But is that how you look at the challenge of making your dent in the universe?
If you were able to see yourself how others do, you would probably let that challenge drive you, not intimidate you.
Here in the West and most developed countries, we get so much with so little effort. It’s easy to take things for granted. Our basic needs are taken care of for us. We don’t worry as much about putting food on the table, finding shelter, or securing health care. Our governments, schools, and families help provide those things and more. These are all great things and we should be both proud and happy about the progress we’ve made.
However, along with it our ability to properly assess value has been distorted.
I see this all the time in my corporate training seminars. The biggest obstacle salesmen encounter is price. People compare prices and choose the cheapest one because they assume the value to be equal. They are used to getting something for nothing.
Think about what you had as children compared to what your children have. There’s a good chance they have their own room, their own cell phones and computers, and quite possibly their own car.
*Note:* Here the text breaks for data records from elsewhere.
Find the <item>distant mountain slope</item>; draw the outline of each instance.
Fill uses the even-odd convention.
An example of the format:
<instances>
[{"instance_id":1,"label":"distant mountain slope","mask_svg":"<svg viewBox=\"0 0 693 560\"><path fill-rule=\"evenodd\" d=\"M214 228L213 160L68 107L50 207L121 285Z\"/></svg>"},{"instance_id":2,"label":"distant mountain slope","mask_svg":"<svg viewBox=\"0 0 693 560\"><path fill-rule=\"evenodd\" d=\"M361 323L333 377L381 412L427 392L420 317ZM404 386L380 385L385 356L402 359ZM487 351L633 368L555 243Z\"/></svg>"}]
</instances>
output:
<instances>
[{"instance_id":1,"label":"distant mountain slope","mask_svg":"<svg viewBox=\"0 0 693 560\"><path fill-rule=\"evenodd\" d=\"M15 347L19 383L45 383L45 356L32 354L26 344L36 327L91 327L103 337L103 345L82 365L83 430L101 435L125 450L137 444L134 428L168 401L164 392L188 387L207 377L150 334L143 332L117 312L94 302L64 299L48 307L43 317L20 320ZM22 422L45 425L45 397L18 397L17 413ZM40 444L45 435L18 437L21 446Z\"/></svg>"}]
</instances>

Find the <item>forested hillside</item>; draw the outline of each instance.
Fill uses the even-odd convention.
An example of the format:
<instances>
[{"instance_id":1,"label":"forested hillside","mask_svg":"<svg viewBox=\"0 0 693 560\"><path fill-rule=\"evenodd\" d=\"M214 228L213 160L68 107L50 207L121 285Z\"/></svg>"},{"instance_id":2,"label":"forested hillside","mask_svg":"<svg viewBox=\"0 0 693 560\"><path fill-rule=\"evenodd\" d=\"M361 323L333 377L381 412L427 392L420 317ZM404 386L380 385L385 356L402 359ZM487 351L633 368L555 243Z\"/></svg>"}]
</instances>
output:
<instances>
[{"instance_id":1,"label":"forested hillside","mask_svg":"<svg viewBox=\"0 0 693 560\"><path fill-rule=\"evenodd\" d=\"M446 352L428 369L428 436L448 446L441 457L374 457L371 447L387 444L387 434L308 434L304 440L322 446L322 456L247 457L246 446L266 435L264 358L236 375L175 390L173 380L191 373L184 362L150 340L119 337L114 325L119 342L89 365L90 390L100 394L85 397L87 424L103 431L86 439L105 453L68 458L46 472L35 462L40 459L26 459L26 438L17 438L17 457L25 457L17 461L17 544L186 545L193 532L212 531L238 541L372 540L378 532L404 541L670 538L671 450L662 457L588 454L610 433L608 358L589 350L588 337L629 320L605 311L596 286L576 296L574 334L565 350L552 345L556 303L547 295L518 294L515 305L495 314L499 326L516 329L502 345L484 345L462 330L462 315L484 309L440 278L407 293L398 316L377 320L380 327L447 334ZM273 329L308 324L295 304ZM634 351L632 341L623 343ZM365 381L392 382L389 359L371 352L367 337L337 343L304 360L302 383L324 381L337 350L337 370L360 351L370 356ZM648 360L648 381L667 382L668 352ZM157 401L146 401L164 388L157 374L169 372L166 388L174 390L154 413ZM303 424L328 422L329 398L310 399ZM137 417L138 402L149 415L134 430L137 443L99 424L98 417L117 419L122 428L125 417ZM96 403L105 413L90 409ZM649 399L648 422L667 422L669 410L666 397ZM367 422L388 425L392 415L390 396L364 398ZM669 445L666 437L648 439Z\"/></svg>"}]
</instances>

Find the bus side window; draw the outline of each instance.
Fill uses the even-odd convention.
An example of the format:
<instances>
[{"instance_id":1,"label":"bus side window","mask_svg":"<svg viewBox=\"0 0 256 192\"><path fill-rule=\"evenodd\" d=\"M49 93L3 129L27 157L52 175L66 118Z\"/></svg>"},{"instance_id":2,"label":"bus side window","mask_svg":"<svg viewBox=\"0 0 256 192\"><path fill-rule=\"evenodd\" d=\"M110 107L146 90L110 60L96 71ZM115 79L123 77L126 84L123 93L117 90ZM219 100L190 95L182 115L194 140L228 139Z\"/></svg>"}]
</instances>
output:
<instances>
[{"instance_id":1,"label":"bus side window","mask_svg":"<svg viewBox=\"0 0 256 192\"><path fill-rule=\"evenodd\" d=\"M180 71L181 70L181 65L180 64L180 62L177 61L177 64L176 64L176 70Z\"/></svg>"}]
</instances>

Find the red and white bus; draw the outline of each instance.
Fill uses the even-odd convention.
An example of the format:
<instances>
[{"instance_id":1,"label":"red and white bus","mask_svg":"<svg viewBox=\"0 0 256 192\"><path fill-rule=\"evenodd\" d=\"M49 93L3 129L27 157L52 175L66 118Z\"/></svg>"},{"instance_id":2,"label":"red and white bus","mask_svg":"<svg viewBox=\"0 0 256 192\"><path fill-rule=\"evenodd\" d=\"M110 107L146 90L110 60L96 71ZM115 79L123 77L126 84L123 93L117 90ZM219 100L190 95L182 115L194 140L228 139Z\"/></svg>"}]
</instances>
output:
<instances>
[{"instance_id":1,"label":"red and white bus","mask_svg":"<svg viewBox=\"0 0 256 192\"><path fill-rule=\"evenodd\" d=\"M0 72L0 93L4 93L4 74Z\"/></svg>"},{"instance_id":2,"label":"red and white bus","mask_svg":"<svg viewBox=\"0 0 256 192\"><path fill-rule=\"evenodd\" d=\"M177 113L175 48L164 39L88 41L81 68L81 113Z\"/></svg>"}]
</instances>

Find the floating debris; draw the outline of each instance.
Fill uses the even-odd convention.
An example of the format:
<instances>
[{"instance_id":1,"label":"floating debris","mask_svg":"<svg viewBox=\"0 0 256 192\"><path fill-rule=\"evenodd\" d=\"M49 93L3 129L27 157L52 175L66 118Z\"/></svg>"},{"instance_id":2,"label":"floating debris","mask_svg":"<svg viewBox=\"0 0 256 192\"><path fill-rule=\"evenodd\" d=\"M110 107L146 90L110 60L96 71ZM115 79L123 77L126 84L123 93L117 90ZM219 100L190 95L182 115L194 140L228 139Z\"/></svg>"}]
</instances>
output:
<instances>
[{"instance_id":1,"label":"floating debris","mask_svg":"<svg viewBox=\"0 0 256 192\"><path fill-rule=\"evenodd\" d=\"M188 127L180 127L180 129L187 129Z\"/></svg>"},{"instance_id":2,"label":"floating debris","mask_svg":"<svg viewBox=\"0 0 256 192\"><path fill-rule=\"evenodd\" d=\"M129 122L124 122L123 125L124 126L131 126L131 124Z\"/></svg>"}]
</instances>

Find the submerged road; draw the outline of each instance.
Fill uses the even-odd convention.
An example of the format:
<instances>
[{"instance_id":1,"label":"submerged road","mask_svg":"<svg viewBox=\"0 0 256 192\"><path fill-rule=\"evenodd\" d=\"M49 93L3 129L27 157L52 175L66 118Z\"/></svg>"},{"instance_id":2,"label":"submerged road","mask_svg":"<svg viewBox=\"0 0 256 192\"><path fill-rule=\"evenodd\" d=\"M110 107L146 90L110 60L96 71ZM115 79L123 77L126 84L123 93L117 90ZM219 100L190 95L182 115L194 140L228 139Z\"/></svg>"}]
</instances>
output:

How many of those things did they even have to work for?
Again, we are talking about the difference between price and value.
My great-grandfather didn’t have two pennies to rub together but found a way to make things work. That’s after he migrated here from Eastern Europe. He sacrificed literally everything to make a better life for his family. In order to make things work, he sold rags on the streets of New York to bring the rest of his family to America.
How many people are willing to do that today? Certainly there are families seeking to do the same thing across the southern border of the U.S. But for many, assessing value properly is becoming a lost art.
The worst outcome of this isn’t only the lost ability to understand the value of goods and services, but the ability to assess our own value.
We see teenagers create apps worth millions of dollars. Celebrity actors and singers grace the cover of magazines. It’s easy to forget those are the outliers. That’s not the norm.
To help you get a better understanding of your own value, here’s a quick exercise.
Below are four questions. I want you to carve out a few minutes to answer them honestly.
- What do you want to be?
- What do you want to have?
- What do you want to accomplish?
- What is it that you want to create?